The Sugar Daddies are back but – sorry ladies – you won’t find guys with dollars hanging from their pockets and charm dripping from their lips – these guys just like to play music. Come and enjoy an evening of listening and dancing to new tunes and old favorites. And if you like what you hear, you can purchase their latest CD produced right here in the Gorge. And tonight the popular Cherry Park band will be playing. The music starts at 7:00 and if the cost of admission was any cheaper, we would be paying you. But donations are appreciated.
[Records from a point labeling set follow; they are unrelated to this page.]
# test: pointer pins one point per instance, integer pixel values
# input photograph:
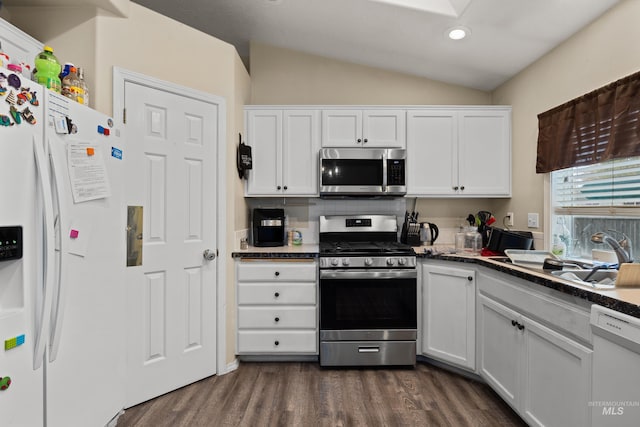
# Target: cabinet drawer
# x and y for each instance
(564, 317)
(277, 342)
(276, 317)
(277, 293)
(277, 271)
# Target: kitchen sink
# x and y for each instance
(600, 279)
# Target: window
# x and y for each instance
(596, 198)
(590, 145)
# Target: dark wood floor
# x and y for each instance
(303, 394)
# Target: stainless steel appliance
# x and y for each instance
(362, 172)
(368, 299)
(268, 227)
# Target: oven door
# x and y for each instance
(368, 304)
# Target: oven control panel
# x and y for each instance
(10, 243)
(368, 262)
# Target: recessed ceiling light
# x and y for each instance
(458, 33)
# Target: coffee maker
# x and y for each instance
(268, 227)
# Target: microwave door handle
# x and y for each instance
(384, 172)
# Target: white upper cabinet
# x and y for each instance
(284, 147)
(363, 128)
(459, 152)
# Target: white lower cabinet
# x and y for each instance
(448, 314)
(277, 307)
(542, 374)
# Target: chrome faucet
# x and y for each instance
(622, 248)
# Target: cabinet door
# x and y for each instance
(432, 152)
(264, 135)
(556, 369)
(384, 128)
(300, 146)
(342, 128)
(500, 349)
(448, 322)
(485, 153)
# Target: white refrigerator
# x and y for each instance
(62, 260)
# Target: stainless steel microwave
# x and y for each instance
(362, 172)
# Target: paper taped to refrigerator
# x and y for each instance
(87, 172)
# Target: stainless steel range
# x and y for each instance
(368, 299)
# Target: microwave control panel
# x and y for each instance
(10, 243)
(395, 172)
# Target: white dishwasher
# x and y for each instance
(616, 368)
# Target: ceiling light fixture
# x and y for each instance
(458, 33)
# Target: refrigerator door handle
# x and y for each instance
(49, 256)
(57, 306)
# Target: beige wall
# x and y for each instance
(282, 76)
(601, 53)
(151, 44)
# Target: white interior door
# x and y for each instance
(172, 142)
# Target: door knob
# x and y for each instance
(208, 254)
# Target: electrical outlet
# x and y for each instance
(509, 219)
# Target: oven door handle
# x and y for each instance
(369, 274)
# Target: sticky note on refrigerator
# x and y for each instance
(79, 235)
(13, 342)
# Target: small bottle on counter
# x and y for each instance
(472, 241)
(83, 89)
(4, 58)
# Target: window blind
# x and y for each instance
(596, 127)
(614, 183)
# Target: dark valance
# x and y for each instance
(601, 125)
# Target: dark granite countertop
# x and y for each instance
(623, 299)
(289, 252)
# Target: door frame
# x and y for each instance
(120, 77)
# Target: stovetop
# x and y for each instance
(346, 248)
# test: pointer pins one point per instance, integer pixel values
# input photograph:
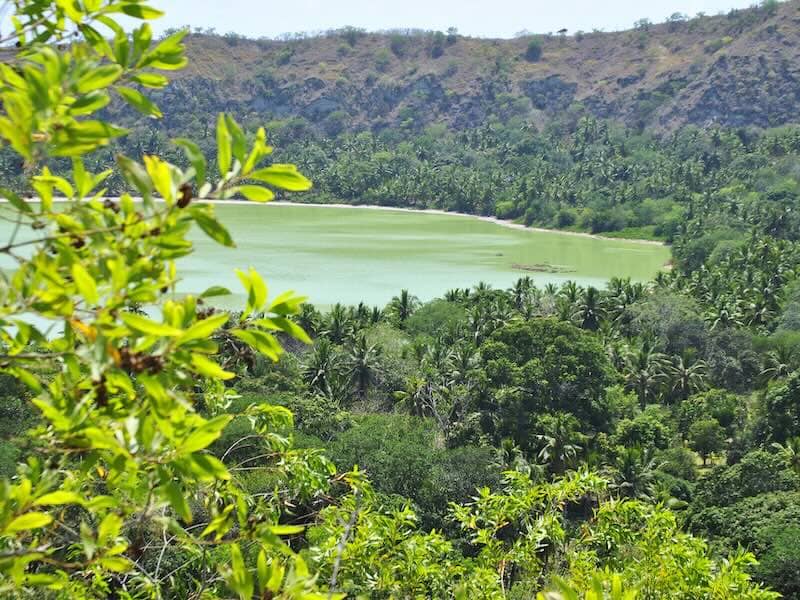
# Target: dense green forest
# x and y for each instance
(556, 442)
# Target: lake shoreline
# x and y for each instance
(430, 211)
(436, 211)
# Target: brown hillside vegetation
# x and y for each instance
(738, 69)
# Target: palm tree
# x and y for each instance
(590, 309)
(634, 473)
(338, 326)
(403, 306)
(463, 361)
(521, 291)
(322, 367)
(309, 319)
(687, 379)
(559, 441)
(362, 364)
(645, 371)
(790, 450)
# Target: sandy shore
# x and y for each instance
(431, 211)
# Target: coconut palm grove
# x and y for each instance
(549, 439)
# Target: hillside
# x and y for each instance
(739, 69)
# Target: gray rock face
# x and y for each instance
(550, 94)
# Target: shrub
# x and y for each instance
(398, 44)
(533, 53)
(382, 60)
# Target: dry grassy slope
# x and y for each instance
(663, 77)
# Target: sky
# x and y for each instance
(480, 18)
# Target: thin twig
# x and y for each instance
(342, 543)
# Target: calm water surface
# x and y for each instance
(350, 254)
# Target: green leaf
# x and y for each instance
(58, 498)
(204, 328)
(141, 11)
(87, 287)
(256, 193)
(285, 177)
(209, 368)
(223, 146)
(215, 290)
(287, 529)
(89, 103)
(109, 529)
(33, 520)
(213, 228)
(140, 102)
(205, 435)
(149, 327)
(174, 495)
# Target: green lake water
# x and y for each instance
(349, 254)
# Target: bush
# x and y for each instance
(533, 53)
(351, 35)
(382, 60)
(505, 210)
(566, 217)
(398, 44)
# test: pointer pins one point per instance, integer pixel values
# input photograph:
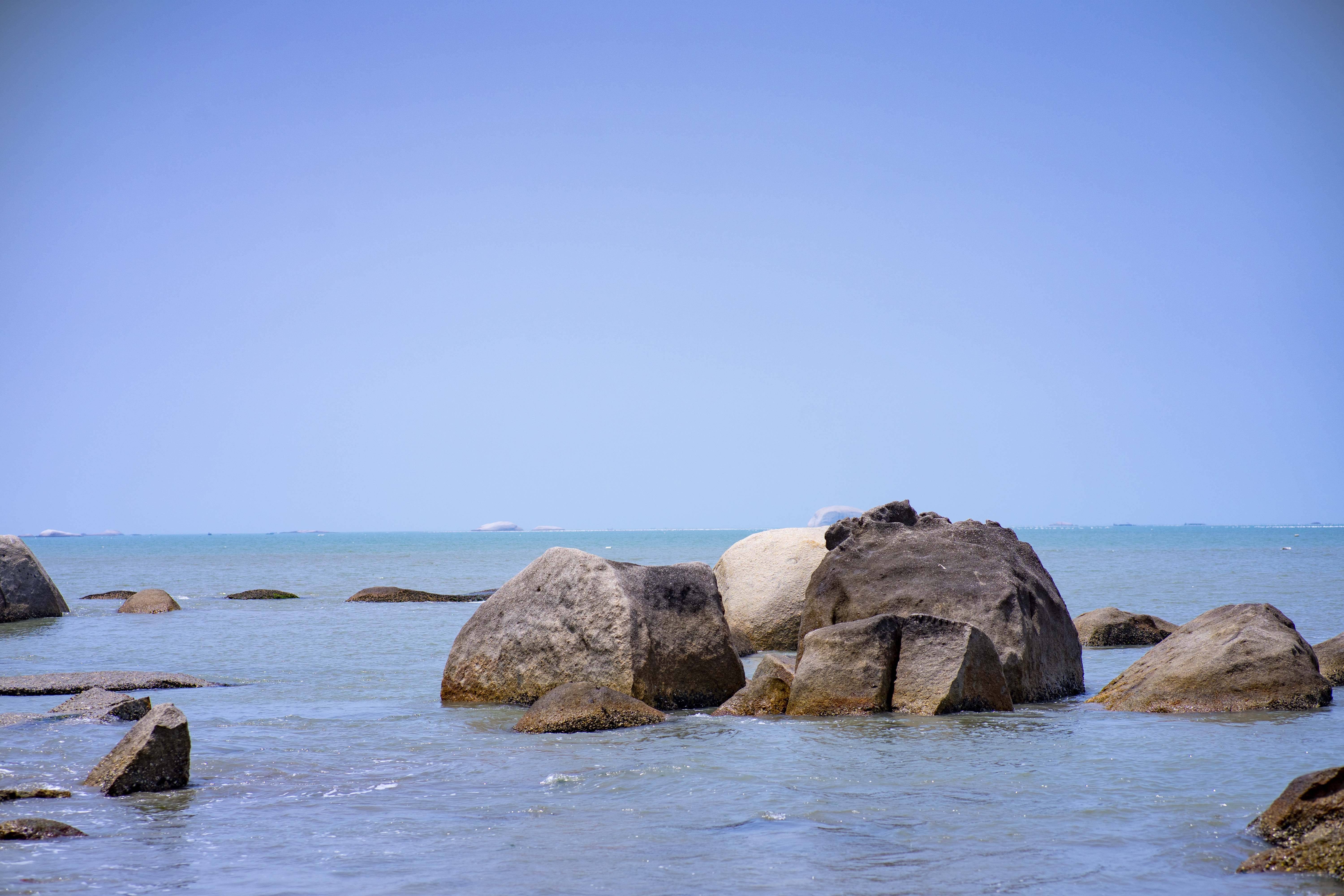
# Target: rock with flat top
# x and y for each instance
(948, 667)
(150, 601)
(154, 756)
(1233, 659)
(583, 706)
(847, 668)
(767, 694)
(26, 590)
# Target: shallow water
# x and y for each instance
(337, 770)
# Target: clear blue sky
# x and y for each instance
(424, 267)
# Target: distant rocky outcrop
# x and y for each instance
(655, 633)
(583, 706)
(26, 590)
(896, 561)
(764, 582)
(150, 601)
(1233, 659)
(1114, 628)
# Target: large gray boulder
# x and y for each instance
(847, 670)
(764, 582)
(655, 633)
(948, 667)
(26, 590)
(154, 756)
(1233, 659)
(896, 561)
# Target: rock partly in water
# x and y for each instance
(154, 756)
(26, 590)
(1114, 628)
(150, 601)
(764, 582)
(1331, 656)
(948, 667)
(655, 633)
(583, 706)
(767, 694)
(896, 561)
(37, 829)
(1233, 659)
(847, 670)
(77, 682)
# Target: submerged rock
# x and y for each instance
(948, 667)
(583, 706)
(764, 584)
(1233, 659)
(154, 756)
(847, 670)
(1114, 628)
(26, 590)
(655, 633)
(896, 561)
(767, 694)
(150, 601)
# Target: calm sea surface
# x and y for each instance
(338, 772)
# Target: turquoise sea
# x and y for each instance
(337, 770)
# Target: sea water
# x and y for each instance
(337, 770)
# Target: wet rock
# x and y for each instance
(1233, 659)
(37, 829)
(767, 694)
(26, 590)
(948, 667)
(154, 756)
(57, 683)
(896, 561)
(764, 584)
(1112, 628)
(150, 601)
(583, 706)
(655, 633)
(847, 668)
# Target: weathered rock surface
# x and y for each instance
(1114, 628)
(655, 633)
(37, 829)
(150, 601)
(767, 694)
(896, 561)
(847, 670)
(154, 756)
(1331, 657)
(77, 682)
(583, 706)
(26, 590)
(764, 584)
(948, 667)
(1233, 659)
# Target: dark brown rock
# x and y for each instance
(154, 756)
(37, 829)
(1112, 628)
(583, 706)
(948, 667)
(894, 561)
(847, 668)
(1233, 659)
(655, 633)
(767, 694)
(150, 601)
(26, 590)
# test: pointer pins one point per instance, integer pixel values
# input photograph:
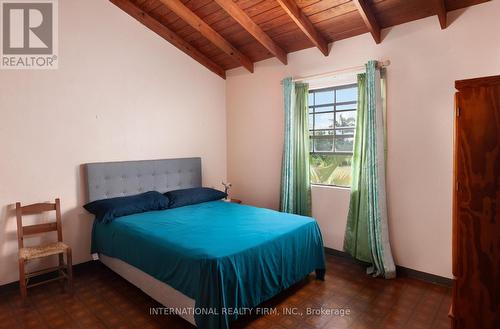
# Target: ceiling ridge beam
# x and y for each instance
(304, 24)
(208, 32)
(233, 10)
(441, 12)
(167, 34)
(369, 18)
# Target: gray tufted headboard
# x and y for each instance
(113, 179)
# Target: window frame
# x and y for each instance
(333, 105)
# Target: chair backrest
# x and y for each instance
(34, 209)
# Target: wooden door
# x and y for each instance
(476, 227)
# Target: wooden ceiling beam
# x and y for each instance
(369, 18)
(169, 35)
(441, 12)
(233, 10)
(304, 24)
(207, 31)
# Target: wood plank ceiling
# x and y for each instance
(225, 34)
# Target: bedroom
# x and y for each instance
(121, 90)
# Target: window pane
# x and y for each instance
(345, 107)
(344, 132)
(323, 97)
(347, 95)
(344, 144)
(324, 109)
(331, 169)
(323, 144)
(323, 121)
(345, 119)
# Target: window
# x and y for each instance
(332, 120)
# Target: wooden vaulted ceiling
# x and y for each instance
(225, 34)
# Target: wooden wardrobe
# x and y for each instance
(476, 205)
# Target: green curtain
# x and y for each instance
(295, 194)
(367, 235)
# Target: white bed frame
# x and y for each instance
(112, 179)
(156, 289)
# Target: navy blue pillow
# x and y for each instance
(107, 210)
(185, 197)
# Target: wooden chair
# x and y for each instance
(56, 248)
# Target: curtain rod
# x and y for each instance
(380, 64)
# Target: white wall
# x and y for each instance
(120, 93)
(425, 63)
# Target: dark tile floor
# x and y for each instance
(104, 300)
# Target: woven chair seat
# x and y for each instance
(43, 250)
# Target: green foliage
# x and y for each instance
(331, 169)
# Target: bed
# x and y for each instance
(204, 261)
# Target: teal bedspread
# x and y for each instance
(222, 255)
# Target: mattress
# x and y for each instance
(222, 255)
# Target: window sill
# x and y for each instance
(330, 186)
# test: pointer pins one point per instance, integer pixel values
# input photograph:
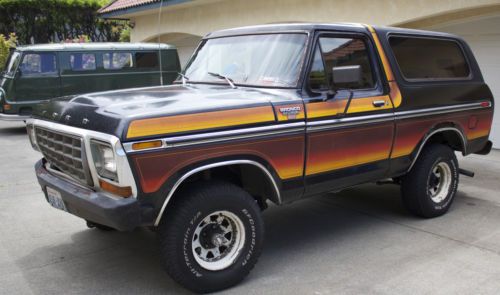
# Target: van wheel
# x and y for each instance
(429, 188)
(211, 236)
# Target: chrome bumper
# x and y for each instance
(13, 117)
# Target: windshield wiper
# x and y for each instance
(229, 80)
(184, 78)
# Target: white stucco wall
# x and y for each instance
(203, 16)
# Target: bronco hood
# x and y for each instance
(156, 111)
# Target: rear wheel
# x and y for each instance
(211, 237)
(429, 189)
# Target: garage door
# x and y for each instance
(483, 36)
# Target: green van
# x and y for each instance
(40, 72)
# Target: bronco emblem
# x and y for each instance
(291, 112)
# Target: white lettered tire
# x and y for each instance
(429, 189)
(211, 236)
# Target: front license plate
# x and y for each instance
(54, 198)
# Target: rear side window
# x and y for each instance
(117, 60)
(146, 60)
(429, 59)
(38, 63)
(82, 61)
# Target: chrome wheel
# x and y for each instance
(218, 240)
(439, 182)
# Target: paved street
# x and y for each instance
(358, 241)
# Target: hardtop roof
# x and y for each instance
(309, 27)
(95, 46)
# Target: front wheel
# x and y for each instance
(429, 189)
(211, 237)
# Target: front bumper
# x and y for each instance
(14, 117)
(122, 214)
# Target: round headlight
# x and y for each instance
(104, 160)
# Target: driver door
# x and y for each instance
(347, 144)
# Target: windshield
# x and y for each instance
(12, 63)
(257, 60)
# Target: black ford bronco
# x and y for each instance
(272, 113)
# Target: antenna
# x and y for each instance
(159, 43)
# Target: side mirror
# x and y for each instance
(347, 75)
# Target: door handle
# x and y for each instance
(378, 103)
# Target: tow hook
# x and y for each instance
(466, 172)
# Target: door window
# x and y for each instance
(82, 61)
(12, 63)
(339, 52)
(38, 63)
(117, 60)
(146, 60)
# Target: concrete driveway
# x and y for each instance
(358, 241)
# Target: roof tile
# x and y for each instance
(124, 4)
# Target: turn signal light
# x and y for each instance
(124, 192)
(485, 104)
(146, 145)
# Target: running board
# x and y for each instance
(466, 172)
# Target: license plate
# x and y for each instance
(54, 198)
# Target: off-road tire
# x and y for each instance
(416, 186)
(177, 231)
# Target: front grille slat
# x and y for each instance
(64, 153)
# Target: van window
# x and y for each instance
(117, 60)
(338, 52)
(82, 61)
(146, 59)
(426, 58)
(12, 62)
(38, 63)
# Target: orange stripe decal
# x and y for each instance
(200, 121)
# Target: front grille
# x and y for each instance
(64, 153)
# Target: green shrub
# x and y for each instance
(46, 21)
(6, 43)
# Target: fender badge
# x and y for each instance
(291, 112)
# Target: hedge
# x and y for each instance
(45, 21)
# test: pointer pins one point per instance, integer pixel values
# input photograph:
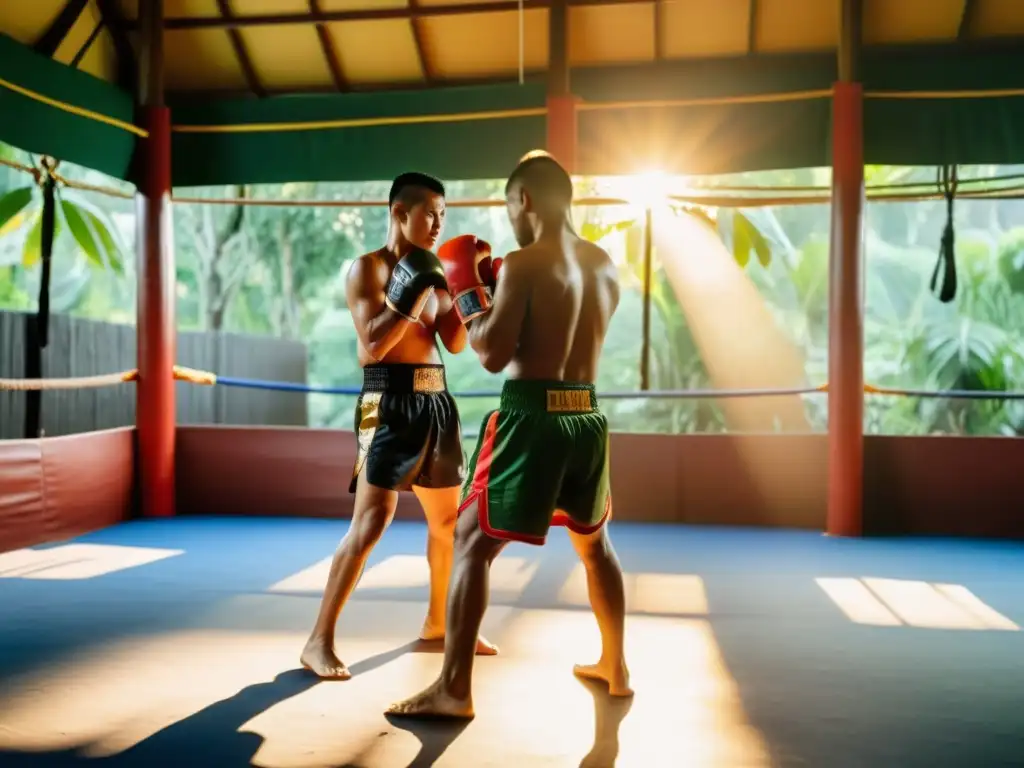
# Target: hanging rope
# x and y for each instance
(947, 248)
(37, 328)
April is the Center’s spring membership month – and I won’t be as intrusive as Oregon Public Radio during their quarterly membership drives – but again a gentle reminder to take that step and become a member of the Senior Center. The cost is only $35 per person and $60 per couple. And thank-you to the over 250 individuals who have already renewed or became new members. Your support is greatly appreciated.

Last week I attended a two-day Gerontology Conference at OSU (and as an Oregon graduate I hate to admit it but it was an excellent conference). In future columns I will share with you what I learned. But as a tease, and if you have Internet access, there is a five part presentation on the Mastery of Aging you can find at that includes memory, depression, medications, nutrition and physical activity. Each part is about an hour long and well done.

I had several responses from last week’s question (favorite TV or radio show you listened to as a kid) including listening under the covers to “Inner Sanctum”; “Jackpot Bowling with Milton Berle”, and the Lone Ranger’s “Hi-yo, Silver, away!”.

This week’s question again follows the theme of personal memories. What was your most memorable date movie from the past? Could it have been the first date with your high school or college sweetheart – or the last? Or a movie you don’t quite remember because you were – I’ll put it politely – engaged in other activities? If you are willing to share your answer, call 541-296-4788, or email

Has it been another week? Until we meet again, as they said in Rome “Modo fac” or as translated in Beaverton “Just do it!”